BayesianOptimizer
- class BayesianOptimizer(search_space: dict[str, list], initialize: dict[Literal['grid', 'vertices', 'random', 'warm_start'], int | list[dict]] = None, constraints: list[callable] = None, random_state: int = None, rand_rest_p: float = 0, nth_process: int = None, warm_start_smbo=None, max_sample_size: int = 10000000, sampling: dict[Literal['random'], int] = None, replacement: bool = True, gpr=None, xi: float = 0.03)[source]
Sequential model-based optimizer using Gaussian Process surrogate models.
Bayesian Optimization is a powerful technique for optimizing expensive black-box functions.
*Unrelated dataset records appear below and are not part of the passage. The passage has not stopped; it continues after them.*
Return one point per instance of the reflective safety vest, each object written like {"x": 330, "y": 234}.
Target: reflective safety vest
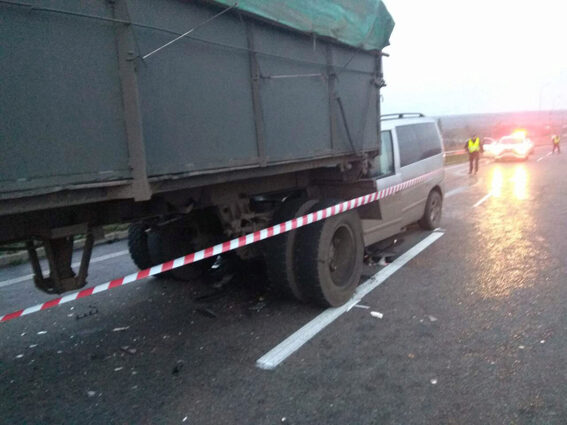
{"x": 474, "y": 145}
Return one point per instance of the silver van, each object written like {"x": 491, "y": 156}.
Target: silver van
{"x": 411, "y": 148}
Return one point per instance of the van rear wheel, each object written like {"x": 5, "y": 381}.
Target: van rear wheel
{"x": 433, "y": 211}
{"x": 328, "y": 257}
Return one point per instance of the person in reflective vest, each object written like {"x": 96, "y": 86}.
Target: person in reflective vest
{"x": 474, "y": 148}
{"x": 555, "y": 141}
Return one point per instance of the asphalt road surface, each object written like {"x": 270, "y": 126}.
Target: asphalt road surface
{"x": 471, "y": 330}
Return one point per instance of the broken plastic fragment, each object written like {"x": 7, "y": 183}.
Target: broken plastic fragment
{"x": 376, "y": 314}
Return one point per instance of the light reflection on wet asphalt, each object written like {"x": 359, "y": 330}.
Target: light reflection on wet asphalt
{"x": 507, "y": 253}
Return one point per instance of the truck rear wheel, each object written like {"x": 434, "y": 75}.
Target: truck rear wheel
{"x": 328, "y": 257}
{"x": 279, "y": 250}
{"x": 197, "y": 231}
{"x": 138, "y": 245}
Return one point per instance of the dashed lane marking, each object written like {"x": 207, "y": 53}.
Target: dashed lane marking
{"x": 295, "y": 341}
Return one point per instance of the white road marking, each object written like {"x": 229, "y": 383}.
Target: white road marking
{"x": 295, "y": 341}
{"x": 456, "y": 191}
{"x": 484, "y": 198}
{"x": 75, "y": 264}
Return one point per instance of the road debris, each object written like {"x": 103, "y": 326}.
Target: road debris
{"x": 259, "y": 306}
{"x": 92, "y": 311}
{"x": 376, "y": 314}
{"x": 207, "y": 312}
{"x": 128, "y": 350}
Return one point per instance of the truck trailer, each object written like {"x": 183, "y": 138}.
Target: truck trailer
{"x": 196, "y": 122}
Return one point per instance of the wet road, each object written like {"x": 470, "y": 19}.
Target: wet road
{"x": 473, "y": 330}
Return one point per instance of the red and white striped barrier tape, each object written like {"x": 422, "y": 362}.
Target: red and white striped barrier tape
{"x": 221, "y": 248}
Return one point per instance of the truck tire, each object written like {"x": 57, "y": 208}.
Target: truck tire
{"x": 279, "y": 250}
{"x": 138, "y": 245}
{"x": 328, "y": 257}
{"x": 433, "y": 210}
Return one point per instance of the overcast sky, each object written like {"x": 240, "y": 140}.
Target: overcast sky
{"x": 474, "y": 56}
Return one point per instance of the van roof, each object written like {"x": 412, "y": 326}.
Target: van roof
{"x": 403, "y": 119}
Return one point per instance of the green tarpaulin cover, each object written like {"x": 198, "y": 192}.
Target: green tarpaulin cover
{"x": 366, "y": 24}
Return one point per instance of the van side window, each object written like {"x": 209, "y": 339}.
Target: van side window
{"x": 384, "y": 164}
{"x": 429, "y": 140}
{"x": 408, "y": 142}
{"x": 418, "y": 141}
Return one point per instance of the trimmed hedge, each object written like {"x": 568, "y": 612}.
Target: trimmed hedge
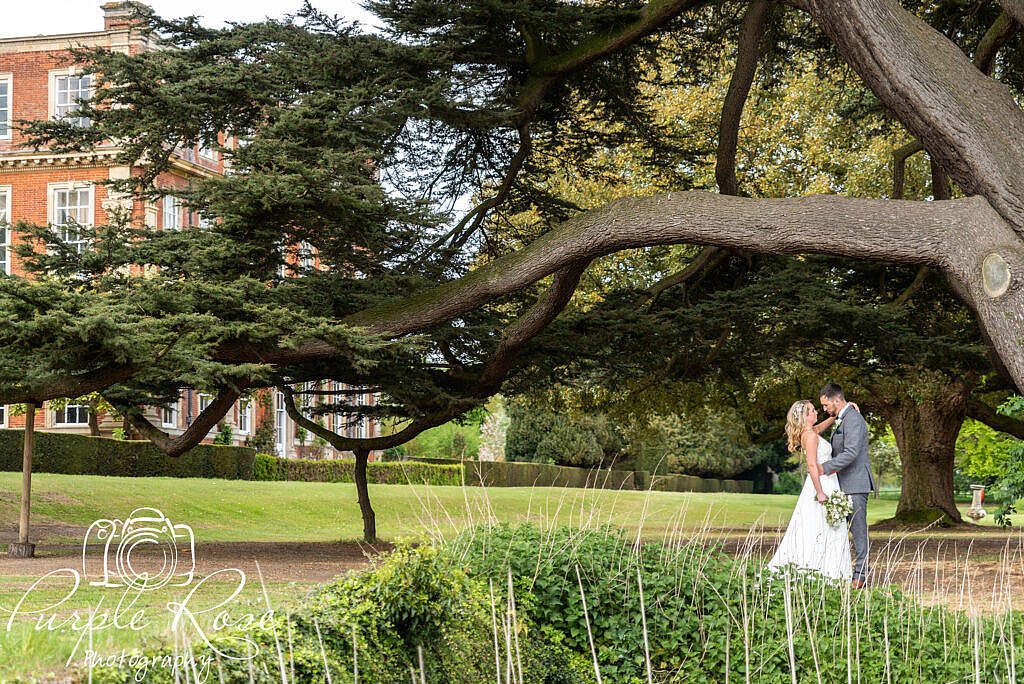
{"x": 518, "y": 473}
{"x": 394, "y": 472}
{"x": 84, "y": 455}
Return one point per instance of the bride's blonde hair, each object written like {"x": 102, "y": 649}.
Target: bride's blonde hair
{"x": 796, "y": 423}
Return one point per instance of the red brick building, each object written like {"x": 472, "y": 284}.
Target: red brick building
{"x": 38, "y": 82}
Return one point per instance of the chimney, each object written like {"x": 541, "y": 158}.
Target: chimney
{"x": 118, "y": 14}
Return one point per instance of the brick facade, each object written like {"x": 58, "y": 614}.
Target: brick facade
{"x": 34, "y": 84}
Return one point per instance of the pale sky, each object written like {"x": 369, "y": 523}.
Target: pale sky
{"x": 59, "y": 16}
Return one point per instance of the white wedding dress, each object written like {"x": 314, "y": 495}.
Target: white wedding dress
{"x": 810, "y": 543}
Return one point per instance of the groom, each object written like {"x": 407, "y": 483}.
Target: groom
{"x": 849, "y": 440}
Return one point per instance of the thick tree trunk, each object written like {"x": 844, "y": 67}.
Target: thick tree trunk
{"x": 369, "y": 520}
{"x": 94, "y": 422}
{"x": 24, "y": 549}
{"x": 926, "y": 433}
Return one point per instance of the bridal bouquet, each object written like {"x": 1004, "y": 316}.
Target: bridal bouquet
{"x": 838, "y": 507}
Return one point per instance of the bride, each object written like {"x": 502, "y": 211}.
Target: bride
{"x": 810, "y": 543}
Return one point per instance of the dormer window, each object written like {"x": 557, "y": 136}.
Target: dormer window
{"x": 68, "y": 92}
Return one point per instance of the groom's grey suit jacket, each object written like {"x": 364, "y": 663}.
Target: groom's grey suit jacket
{"x": 850, "y": 455}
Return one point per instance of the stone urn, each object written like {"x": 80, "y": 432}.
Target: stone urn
{"x": 977, "y": 512}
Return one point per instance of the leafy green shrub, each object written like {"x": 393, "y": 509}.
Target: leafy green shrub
{"x": 268, "y": 468}
{"x": 540, "y": 436}
{"x": 717, "y": 447}
{"x": 705, "y": 614}
{"x": 401, "y": 472}
{"x": 698, "y": 600}
{"x": 414, "y": 597}
{"x": 83, "y": 455}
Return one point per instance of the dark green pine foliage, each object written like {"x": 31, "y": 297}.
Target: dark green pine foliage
{"x": 359, "y": 147}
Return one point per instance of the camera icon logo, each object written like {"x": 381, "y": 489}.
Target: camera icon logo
{"x": 144, "y": 552}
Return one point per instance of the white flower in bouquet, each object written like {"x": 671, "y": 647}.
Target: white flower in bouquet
{"x": 839, "y": 506}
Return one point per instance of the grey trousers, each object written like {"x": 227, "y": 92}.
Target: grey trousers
{"x": 858, "y": 529}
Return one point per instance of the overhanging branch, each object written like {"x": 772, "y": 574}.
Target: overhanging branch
{"x": 194, "y": 434}
{"x": 983, "y": 413}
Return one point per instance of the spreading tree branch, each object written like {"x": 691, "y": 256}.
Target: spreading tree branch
{"x": 194, "y": 434}
{"x": 487, "y": 380}
{"x": 983, "y": 413}
{"x": 969, "y": 122}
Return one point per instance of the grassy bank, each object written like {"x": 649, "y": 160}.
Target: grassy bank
{"x": 235, "y": 511}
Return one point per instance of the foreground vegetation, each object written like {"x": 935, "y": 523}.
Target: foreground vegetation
{"x": 561, "y": 605}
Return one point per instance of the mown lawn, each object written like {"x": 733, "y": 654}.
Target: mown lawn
{"x": 242, "y": 511}
{"x": 236, "y": 511}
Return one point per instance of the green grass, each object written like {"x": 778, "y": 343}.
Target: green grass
{"x": 236, "y": 511}
{"x": 232, "y": 510}
{"x": 26, "y": 649}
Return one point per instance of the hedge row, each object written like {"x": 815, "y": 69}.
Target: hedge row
{"x": 83, "y": 455}
{"x": 516, "y": 473}
{"x": 395, "y": 472}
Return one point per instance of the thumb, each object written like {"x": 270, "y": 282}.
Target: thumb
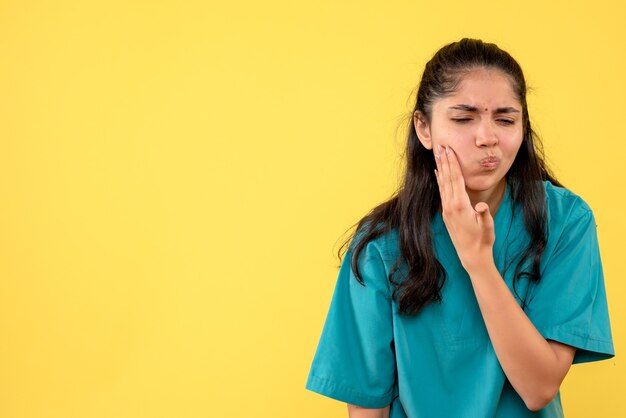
{"x": 483, "y": 215}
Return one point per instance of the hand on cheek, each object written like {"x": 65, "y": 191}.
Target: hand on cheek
{"x": 471, "y": 229}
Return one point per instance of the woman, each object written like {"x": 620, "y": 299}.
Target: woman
{"x": 475, "y": 287}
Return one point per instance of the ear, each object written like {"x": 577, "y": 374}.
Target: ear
{"x": 422, "y": 129}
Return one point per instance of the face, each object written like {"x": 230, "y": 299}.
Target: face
{"x": 482, "y": 122}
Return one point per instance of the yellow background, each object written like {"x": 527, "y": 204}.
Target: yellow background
{"x": 175, "y": 177}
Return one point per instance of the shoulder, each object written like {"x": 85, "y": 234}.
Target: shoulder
{"x": 570, "y": 218}
{"x": 564, "y": 206}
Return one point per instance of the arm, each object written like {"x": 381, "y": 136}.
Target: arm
{"x": 534, "y": 366}
{"x": 359, "y": 412}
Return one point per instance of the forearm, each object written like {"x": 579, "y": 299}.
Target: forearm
{"x": 359, "y": 412}
{"x": 528, "y": 360}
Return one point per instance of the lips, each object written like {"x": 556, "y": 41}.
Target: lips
{"x": 490, "y": 162}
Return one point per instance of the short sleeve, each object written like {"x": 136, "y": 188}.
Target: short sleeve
{"x": 569, "y": 303}
{"x": 355, "y": 360}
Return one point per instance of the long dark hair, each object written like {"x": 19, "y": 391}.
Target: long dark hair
{"x": 412, "y": 207}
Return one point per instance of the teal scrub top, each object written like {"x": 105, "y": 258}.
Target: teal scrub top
{"x": 440, "y": 362}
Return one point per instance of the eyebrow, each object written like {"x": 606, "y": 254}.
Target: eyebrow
{"x": 470, "y": 108}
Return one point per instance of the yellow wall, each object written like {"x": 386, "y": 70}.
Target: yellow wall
{"x": 174, "y": 177}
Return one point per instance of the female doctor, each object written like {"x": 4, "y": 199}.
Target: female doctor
{"x": 471, "y": 291}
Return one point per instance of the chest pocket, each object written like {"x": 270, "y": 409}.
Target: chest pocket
{"x": 459, "y": 314}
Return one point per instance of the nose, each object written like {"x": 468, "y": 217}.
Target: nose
{"x": 486, "y": 135}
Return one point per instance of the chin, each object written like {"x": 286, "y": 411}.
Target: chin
{"x": 481, "y": 185}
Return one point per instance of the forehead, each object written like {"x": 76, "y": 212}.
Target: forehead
{"x": 486, "y": 89}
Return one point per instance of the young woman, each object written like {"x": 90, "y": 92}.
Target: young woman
{"x": 475, "y": 287}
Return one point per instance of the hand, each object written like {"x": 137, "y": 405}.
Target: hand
{"x": 471, "y": 229}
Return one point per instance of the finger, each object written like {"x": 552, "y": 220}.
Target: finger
{"x": 457, "y": 182}
{"x": 440, "y": 178}
{"x": 483, "y": 215}
{"x": 444, "y": 175}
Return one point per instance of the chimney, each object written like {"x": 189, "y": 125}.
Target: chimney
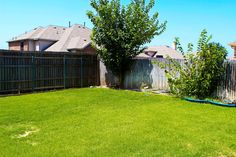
{"x": 69, "y": 24}
{"x": 174, "y": 46}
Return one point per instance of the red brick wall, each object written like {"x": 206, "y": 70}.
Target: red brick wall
{"x": 15, "y": 46}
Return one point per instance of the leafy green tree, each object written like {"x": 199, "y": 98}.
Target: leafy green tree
{"x": 120, "y": 32}
{"x": 201, "y": 72}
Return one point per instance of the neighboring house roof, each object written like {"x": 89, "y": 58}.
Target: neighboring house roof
{"x": 233, "y": 44}
{"x": 76, "y": 37}
{"x": 160, "y": 51}
{"x": 52, "y": 33}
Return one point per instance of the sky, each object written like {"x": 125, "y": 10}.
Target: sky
{"x": 186, "y": 18}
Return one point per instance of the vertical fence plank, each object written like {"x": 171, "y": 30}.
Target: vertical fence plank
{"x": 31, "y": 71}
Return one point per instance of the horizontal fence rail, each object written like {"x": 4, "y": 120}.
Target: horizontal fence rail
{"x": 147, "y": 73}
{"x": 30, "y": 71}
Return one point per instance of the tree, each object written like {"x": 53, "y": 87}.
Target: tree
{"x": 201, "y": 72}
{"x": 120, "y": 32}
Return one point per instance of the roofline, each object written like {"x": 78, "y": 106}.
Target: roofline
{"x": 81, "y": 48}
{"x": 35, "y": 39}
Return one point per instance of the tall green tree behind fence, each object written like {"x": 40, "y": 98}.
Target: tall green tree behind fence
{"x": 30, "y": 71}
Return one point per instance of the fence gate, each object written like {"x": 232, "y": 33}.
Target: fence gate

It builds a probabilistic surrogate model (Gaussian Process) of the objective function and uses an acquisition function to determine the most promising points to evaluate next. This approach is sample-efficient, requiring fewer function evaluations than many other methods to find good solutions.
The algorithm works by: (1) fitting a Gaussian Process to observed data, (2) using the GP to predict mean and uncertainty at unobserved points, (3) selecting the next point to evaluate based on an acquisition function (Expected Improvement), and (4) updating the model with the new observation.
The algorithm is well-suited for:
Expensive objective functions (e.g., ML model training, simulations)
Low to moderate dimensional problems (typically < 20 dimensions)
Problems where sample efficiency is critical
Hyperparameter optimization of machine learning models
The xi parameter controls the exploration-exploitation trade-off in the Expected Improvement acquisition function. Higher values encourage more exploration of uncertain regions.
- Parameters:
- search_spacedict[str, list]
The search space to explore, defined as a dictionary mapping parameter names to arrays of possible values.
Each key is a parameter name (string), and each value is a numpy array or list of discrete values that the parameter can take. The optimizer will only evaluate positions that are on this discrete grid.
Example: A 2D search space with 100 points per dimension:
search_space = { "x": np.linspace(-10, 10, 100), "y": np.linspace(-10, 10, 100), }
The resolution of each dimension (number of points in the array) directly affects optimization quality and speed. More points give finer resolution but increase the search space size exponentially.
- initializedict[str, int], default={“vertices”: 4, “random”: 2}
Strategy for generating initial positions before the main optimization loop begins. Initialization samples are evaluated first, and the best one becomes the starting point for the optimizer.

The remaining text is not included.